Ressa is in the city to promote the Young Journalist Award (YJA) which CNN had announced in August. The award was introduced to recognise quality journalism among young media professionals in India and was open to journalists between the age of 22 and 26 from the electronic, print and Web media.

The jury comprised the then director general of Doordarshan SY Quraishi, School of Convergence director Prannonjoy Guha Thakurta, Indian Institute of Mass Communication director BP Sanjay and Infotainment TV president Karan Thapar. Although the jury members were Indians, it was mandatory that all YJA entries be in English.

While talking to Indian journalists at the CCI in Mumbai today, Ressa spoke about her experiences as a broadcast journalist with CNN since the last 15 years. She stressed upon the accountability and credibility of one's sources as a journalist. She said that a journalist should know "what he/she 'needs' to tell the people so that they can make educational decisions on those issues. A journalist should never sensationalise news just to sell it".

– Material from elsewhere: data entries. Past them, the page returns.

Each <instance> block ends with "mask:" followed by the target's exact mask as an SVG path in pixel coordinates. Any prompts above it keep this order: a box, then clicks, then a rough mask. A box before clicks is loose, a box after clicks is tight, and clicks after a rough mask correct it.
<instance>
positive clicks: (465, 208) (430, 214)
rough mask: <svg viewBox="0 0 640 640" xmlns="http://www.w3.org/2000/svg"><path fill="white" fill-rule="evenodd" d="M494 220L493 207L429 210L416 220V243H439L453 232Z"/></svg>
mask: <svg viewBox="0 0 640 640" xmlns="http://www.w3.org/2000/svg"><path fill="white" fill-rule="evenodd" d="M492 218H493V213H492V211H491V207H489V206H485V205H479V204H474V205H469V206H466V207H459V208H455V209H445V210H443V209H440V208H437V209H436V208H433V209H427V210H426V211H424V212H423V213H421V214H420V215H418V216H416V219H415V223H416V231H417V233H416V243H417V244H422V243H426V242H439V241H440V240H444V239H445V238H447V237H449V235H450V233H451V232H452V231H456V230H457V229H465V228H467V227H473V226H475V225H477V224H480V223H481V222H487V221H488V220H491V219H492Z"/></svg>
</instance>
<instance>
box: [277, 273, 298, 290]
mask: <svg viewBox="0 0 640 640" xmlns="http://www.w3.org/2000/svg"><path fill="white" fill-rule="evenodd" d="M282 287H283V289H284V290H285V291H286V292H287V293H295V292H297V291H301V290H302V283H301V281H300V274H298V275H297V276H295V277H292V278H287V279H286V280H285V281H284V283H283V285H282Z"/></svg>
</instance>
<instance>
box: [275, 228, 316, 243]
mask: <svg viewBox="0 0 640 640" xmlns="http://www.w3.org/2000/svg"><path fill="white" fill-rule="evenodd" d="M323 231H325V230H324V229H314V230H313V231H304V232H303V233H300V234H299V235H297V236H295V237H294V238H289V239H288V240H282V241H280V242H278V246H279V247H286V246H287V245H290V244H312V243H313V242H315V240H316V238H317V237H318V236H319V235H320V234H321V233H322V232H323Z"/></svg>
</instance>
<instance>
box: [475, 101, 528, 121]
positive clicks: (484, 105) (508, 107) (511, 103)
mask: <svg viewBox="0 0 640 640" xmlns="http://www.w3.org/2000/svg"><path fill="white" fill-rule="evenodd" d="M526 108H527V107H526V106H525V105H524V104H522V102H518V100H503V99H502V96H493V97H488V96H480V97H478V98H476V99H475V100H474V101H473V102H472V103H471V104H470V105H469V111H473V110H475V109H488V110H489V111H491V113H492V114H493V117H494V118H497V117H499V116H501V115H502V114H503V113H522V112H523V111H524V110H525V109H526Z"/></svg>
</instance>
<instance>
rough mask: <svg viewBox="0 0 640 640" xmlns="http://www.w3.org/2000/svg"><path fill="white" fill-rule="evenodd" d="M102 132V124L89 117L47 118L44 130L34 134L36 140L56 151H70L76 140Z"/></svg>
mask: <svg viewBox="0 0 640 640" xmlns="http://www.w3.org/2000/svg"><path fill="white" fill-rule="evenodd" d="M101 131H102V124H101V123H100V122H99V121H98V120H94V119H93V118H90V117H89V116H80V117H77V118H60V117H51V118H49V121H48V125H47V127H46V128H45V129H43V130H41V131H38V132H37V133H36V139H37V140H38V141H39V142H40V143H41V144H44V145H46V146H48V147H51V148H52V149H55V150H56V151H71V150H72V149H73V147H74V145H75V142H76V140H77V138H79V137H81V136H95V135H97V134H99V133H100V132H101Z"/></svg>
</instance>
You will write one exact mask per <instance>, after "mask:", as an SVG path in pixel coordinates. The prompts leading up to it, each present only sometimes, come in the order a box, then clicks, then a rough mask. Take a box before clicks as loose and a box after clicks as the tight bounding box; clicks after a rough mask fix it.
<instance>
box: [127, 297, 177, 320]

She said, "The major challenge broadcast journalists face is that of relaying the 'breaking news'. You have to be first but at the same time you have to be right."

She said that credibility was a journalists' biggest commodity. Answering a few queries she said, "A journalist should always have two sources. It is important to work along with other journalists and your outside sources. You are never going to be 100 per cent accurate but you can attribute everything you say in a report."

Comparing television to print media, Ressa said, "In television you've got only two seconds to capture your audience and if you fail to do that, they will change the channel. Whereas in the print media, it depends on the way the story is written and whether the first few lines are impactful enough for the reader to read the whole story."

Ressa was in India in 1999 to cover the Indian Airlines hijacking. She was also CNN's lead reporter, reporting on the three changes of government in Southeast Asia: in Indonesia in 1998, in East Timor in 1999 and in the Philippines in 2001.

She also reported on the Bali bombings in October 2002 which killed almost 200 people.

Ressa is currently awaiting the release of her first book on Al Qaeda which she started writing post 9/11. The book is due to release on 28 November.